Thursday, March 15, 2018

Różności

    Jeden z pracowników prosił mnie o pokazanie zdjęć o których słyszał i wszedłem do miejsca, gdzie znajdują się różne fotki z poprzednich moich budów. Wiele rzeczy wydarzało się w czasie ich wykonywania. Większość sytuacji nie została utrwalona, ale zdarzało się, że miałem ze sobą swój aparat i kilka pamiątek zostało.
      Te pierwsze to z budowy Whitestone Expressway. Pod mostem mieszkały prostytutki i chciało się czy nie, miało się z nimi trochę kontaktu. Te które tam przebywały, zaliczane są do tych najtańszych czyli możecie sobie wyobrazić ich wygląd i zdrowie. Nie będę pisał dużo o ich zachowaniu. Jedno wspomnę. Kiedy pracowaliśmy w nocy, mogliśmy przyglądać się jak zatrzymywały się samochody i zabierały te panie na „randkę”. Co nas wstrząsało, że niektóre z tych samochodów to drogie Mercedesy, BMW. Mężczyzn nie widzieliśmy ale musieli mieć dużo gotówki.
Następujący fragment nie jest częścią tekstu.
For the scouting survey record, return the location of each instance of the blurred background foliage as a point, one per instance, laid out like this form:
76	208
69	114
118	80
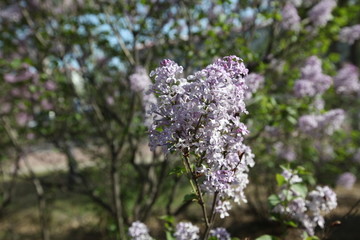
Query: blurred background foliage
74	157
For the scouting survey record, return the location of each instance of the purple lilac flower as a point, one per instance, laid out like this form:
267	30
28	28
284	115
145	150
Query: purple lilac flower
318	103
201	114
347	79
12	13
322	199
139	80
253	81
220	234
313	82
139	231
356	157
346	180
46	104
324	124
50	85
22	118
290	18
296	3
350	34
186	231
320	14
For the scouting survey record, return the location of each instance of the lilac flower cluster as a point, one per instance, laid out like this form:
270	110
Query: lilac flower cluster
139	231
306	210
186	231
290	18
346	180
347	79
324	124
254	82
201	114
285	151
139	80
350	34
313	81
320	14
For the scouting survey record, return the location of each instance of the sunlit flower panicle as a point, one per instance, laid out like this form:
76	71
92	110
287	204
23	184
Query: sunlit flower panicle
11	13
307	210
356	157
346	180
139	231
350	34
313	82
322	199
290	18
186	231
320	14
347	79
201	114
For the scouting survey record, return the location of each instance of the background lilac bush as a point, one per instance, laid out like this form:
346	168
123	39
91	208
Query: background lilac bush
76	75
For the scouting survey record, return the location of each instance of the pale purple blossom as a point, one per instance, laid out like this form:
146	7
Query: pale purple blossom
201	114
22	118
290	18
5	107
350	34
139	231
290	176
347	79
322	199
46	104
11	13
356	157
284	151
186	231
220	234
346	180
139	80
223	208
307	210
320	14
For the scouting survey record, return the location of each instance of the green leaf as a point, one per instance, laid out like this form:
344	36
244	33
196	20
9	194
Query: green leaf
280	179
267	237
178	171
291	223
312	238
169	236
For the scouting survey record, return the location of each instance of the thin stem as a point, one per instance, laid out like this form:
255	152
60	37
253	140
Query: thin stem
197	189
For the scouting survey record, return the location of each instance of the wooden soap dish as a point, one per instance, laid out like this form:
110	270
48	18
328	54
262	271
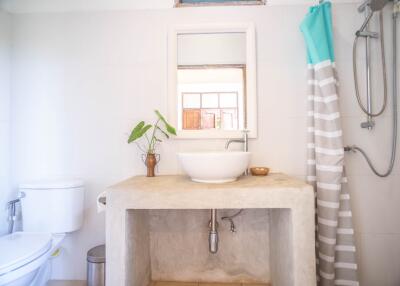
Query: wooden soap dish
259	171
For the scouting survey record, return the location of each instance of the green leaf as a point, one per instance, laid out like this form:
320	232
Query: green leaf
168	126
163	132
135	132
138	131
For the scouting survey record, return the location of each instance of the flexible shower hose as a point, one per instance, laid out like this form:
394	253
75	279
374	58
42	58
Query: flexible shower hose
355	148
355	71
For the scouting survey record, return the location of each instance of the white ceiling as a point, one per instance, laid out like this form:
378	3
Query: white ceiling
32	6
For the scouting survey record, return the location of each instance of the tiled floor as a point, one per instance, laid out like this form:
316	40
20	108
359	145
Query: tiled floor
203	284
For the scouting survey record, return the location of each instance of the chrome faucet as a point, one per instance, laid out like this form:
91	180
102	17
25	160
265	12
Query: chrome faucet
244	140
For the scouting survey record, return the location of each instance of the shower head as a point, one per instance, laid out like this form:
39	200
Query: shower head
374	5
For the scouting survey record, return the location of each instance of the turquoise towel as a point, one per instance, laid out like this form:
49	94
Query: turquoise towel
317	30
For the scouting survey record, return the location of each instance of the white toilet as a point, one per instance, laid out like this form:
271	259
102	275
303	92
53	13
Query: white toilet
50	210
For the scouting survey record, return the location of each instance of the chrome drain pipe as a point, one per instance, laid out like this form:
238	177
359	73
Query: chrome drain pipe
213	234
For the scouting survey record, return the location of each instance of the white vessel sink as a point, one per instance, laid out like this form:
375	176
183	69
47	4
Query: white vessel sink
214	167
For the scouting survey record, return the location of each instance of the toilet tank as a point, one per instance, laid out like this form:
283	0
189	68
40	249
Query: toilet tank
54	206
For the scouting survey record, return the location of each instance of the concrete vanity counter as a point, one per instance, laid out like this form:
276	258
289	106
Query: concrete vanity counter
291	204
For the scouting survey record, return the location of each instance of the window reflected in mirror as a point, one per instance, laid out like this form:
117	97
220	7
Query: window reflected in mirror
211	97
211	81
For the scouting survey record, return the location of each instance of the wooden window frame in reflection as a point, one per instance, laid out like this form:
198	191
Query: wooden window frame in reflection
179	4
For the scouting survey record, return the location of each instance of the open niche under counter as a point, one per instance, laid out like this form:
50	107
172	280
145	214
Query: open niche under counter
157	229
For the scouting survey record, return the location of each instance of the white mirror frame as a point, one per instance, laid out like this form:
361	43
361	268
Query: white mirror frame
251	82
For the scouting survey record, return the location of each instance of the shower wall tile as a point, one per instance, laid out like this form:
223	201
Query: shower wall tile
380	260
375	204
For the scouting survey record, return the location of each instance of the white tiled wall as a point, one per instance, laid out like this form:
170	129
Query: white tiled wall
5	193
80	80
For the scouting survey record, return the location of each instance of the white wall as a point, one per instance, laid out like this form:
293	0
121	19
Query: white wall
81	80
5	191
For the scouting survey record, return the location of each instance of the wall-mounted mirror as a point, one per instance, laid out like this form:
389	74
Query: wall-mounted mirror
212	86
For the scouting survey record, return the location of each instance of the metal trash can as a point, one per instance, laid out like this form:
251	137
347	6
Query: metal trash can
96	266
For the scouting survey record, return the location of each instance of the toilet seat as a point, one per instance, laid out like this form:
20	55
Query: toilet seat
20	248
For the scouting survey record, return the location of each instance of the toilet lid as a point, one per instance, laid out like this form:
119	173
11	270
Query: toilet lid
20	248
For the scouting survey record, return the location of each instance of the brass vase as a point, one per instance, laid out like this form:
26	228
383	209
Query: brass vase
151	162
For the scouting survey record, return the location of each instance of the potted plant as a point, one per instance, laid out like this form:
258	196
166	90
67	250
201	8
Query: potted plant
151	141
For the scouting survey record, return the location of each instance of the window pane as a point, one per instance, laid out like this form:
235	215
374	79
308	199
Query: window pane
228	100
209	100
213	1
191	100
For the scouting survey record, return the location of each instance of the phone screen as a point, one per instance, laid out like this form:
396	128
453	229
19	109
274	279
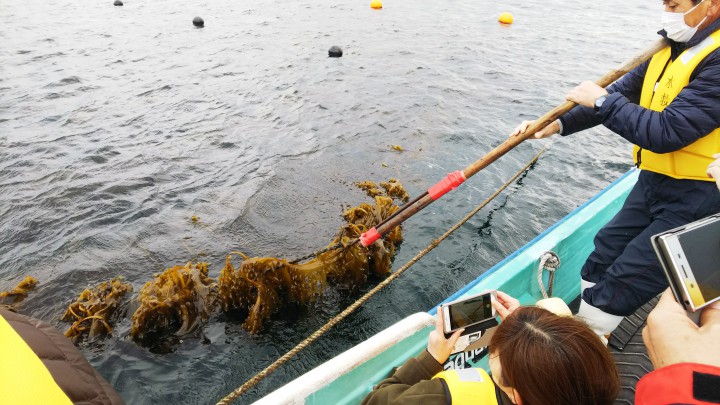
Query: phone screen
469	312
702	252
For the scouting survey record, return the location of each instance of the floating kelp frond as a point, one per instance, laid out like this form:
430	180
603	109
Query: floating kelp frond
392	188
93	310
19	293
175	302
262	285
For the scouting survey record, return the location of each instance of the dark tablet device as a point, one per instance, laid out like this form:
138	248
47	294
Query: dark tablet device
690	257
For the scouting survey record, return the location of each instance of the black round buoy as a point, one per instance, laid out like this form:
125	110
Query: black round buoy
335	51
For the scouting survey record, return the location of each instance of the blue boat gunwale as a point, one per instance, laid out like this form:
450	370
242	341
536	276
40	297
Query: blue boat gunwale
518	252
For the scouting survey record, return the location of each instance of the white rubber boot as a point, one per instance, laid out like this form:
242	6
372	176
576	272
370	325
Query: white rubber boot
585	284
601	322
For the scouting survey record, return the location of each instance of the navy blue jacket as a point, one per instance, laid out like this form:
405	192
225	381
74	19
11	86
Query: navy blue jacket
694	113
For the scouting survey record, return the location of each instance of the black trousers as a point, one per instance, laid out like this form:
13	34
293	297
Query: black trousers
623	266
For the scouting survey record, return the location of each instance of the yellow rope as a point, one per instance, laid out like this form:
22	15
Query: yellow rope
334	321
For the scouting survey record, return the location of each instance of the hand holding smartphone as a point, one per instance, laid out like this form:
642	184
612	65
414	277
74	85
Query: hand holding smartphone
467	312
690	258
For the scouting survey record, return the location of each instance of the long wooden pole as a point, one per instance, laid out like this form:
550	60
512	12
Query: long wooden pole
613	75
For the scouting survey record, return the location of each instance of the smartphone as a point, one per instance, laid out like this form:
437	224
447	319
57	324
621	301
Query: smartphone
469	311
690	257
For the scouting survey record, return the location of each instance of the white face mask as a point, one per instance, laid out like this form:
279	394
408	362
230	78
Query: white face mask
674	25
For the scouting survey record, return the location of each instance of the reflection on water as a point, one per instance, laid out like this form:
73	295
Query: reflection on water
118	125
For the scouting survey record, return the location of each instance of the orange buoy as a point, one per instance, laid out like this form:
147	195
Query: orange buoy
505	18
Czyli różne zboczenia. Niektórzy lubią dziewczyny bez zębów i trochę  rozpadających się. Dobra. Nie pokarzę wszystkich zdjęć, żeby mi nie zamknęli bloga ale wrzucę kilka delikatnych.
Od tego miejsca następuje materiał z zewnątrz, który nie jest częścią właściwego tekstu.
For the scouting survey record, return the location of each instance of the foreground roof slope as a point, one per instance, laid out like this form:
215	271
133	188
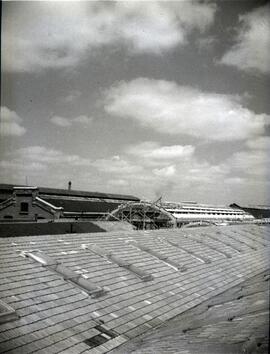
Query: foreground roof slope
186	268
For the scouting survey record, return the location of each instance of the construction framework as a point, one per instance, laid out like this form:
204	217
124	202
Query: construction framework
143	215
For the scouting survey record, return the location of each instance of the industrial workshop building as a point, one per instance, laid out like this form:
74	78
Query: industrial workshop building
37	203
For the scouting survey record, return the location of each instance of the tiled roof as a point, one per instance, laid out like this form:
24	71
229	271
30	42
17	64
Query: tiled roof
235	320
56	316
4	188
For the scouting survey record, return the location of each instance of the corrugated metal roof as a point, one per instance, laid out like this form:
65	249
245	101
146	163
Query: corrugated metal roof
58	316
66	192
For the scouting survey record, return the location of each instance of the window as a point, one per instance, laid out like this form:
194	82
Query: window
24	208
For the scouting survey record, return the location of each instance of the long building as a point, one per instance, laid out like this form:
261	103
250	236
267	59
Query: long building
191	211
30	203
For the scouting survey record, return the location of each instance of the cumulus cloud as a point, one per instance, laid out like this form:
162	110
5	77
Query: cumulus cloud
59	35
67	122
42	164
117	165
10	123
261	143
165	171
153	150
251	49
170	108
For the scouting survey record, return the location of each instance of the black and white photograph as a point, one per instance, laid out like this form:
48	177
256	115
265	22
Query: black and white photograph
135	177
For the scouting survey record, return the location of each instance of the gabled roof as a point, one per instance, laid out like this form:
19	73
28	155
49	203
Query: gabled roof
65	192
57	316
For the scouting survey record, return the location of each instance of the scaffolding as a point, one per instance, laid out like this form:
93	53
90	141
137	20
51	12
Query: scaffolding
143	215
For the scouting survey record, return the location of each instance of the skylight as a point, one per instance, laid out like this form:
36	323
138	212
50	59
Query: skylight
165	259
110	256
7	313
68	274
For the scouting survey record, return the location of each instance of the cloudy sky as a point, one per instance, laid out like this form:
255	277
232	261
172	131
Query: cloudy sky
147	98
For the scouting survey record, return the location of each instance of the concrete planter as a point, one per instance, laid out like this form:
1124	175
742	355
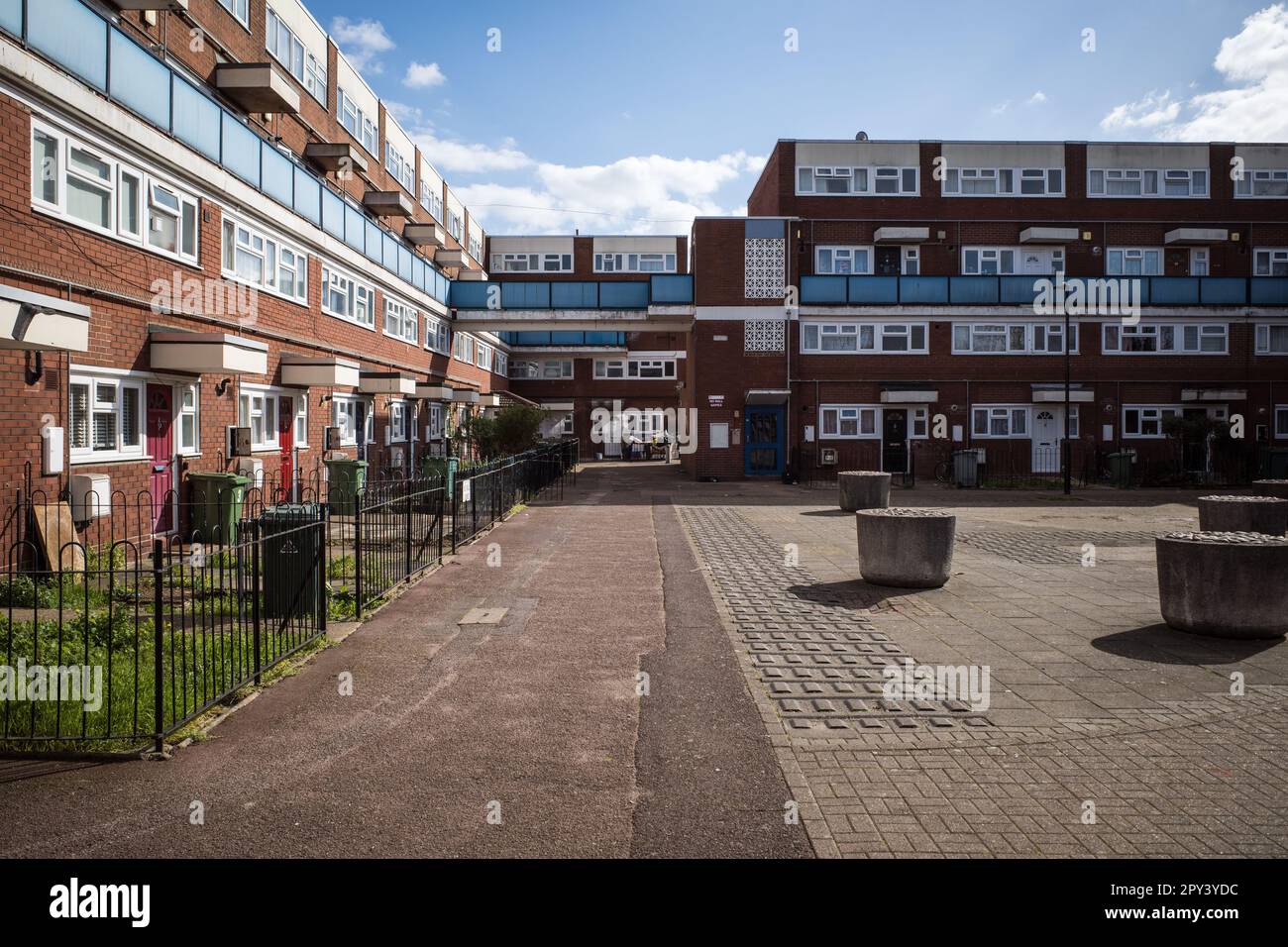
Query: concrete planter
863	489
1224	583
1263	514
906	548
1278	488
   W tym miejscu odbylo się jedno z moich BBQ i jeden z pracowników troszeczkę przesadził z alkoholem. Zaczęło się od wielu dziwactw, na przykład sprawdzanie efektu strzelenia fajerwerków w swój tyłek.


     A zakończyło na odpoczynku.


Mojego młodego inżyniera obudziliśmy na drugi dzień w samochodzie.
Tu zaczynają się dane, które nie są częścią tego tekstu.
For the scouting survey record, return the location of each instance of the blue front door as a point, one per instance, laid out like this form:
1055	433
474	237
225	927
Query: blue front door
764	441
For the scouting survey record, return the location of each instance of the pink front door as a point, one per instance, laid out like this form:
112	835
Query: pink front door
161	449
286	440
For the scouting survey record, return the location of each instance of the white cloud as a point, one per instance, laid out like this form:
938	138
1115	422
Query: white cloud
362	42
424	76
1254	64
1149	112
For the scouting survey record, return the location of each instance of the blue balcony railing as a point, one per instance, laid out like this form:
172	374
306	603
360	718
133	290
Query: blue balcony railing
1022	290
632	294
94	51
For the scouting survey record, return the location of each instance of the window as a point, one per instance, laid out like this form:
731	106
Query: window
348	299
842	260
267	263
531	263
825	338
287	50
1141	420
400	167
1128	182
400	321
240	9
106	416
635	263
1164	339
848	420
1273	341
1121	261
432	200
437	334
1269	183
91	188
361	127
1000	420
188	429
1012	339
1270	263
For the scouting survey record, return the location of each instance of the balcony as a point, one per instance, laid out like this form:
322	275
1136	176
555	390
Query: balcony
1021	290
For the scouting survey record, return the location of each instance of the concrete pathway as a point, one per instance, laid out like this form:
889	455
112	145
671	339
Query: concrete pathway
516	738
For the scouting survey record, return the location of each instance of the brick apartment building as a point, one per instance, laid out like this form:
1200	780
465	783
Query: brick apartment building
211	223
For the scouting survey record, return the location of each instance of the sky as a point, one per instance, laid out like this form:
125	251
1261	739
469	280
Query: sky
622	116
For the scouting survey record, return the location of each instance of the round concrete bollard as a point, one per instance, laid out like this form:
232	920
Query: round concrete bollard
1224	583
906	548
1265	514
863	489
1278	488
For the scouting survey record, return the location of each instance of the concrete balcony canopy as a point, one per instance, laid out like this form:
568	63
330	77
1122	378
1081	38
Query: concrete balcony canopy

   Oprócz prostytutek, spotykaliśmy wielu dziwnych ludzi. Ten pojawiał się codziennie w rżnych miejscach i machał do wszystkich amerykańskimi flagami. Do końca nie dowiedzieliśmy się o co mu chodzi.

    Tutaj inny przenoszący swój dobytek


do nowego miejsca zamieszkania.


    Na jednej z budów, mój podwykonawca zasiał trawę na poboczach autostrady. Mieliśmy dużo zabawy, bo zaczęło tam rosnąć prawie wszystko. Najmniej trawy. Były słoneczniki, pomidory, dynia a nawet marihuana.

   On zresztą miał dużo więcej problemów. Raz wezwaliśmy go żeby skosił trawę i ten chcąc zaoszczędzić czas, skosił ją bez sprzątnięcia śmieci i tak wyglądały pobocza autostrady po jego pracy.


  Złapanie mojego pracownika Ralphiego na bardzo prawidłowym i bezpiecznym przewożeniu zbrojenia. W samochodzie siedzą dwie osoby. Jedna schowała się pod siedzeniem a Ralph za przegrodzeniem drzwi.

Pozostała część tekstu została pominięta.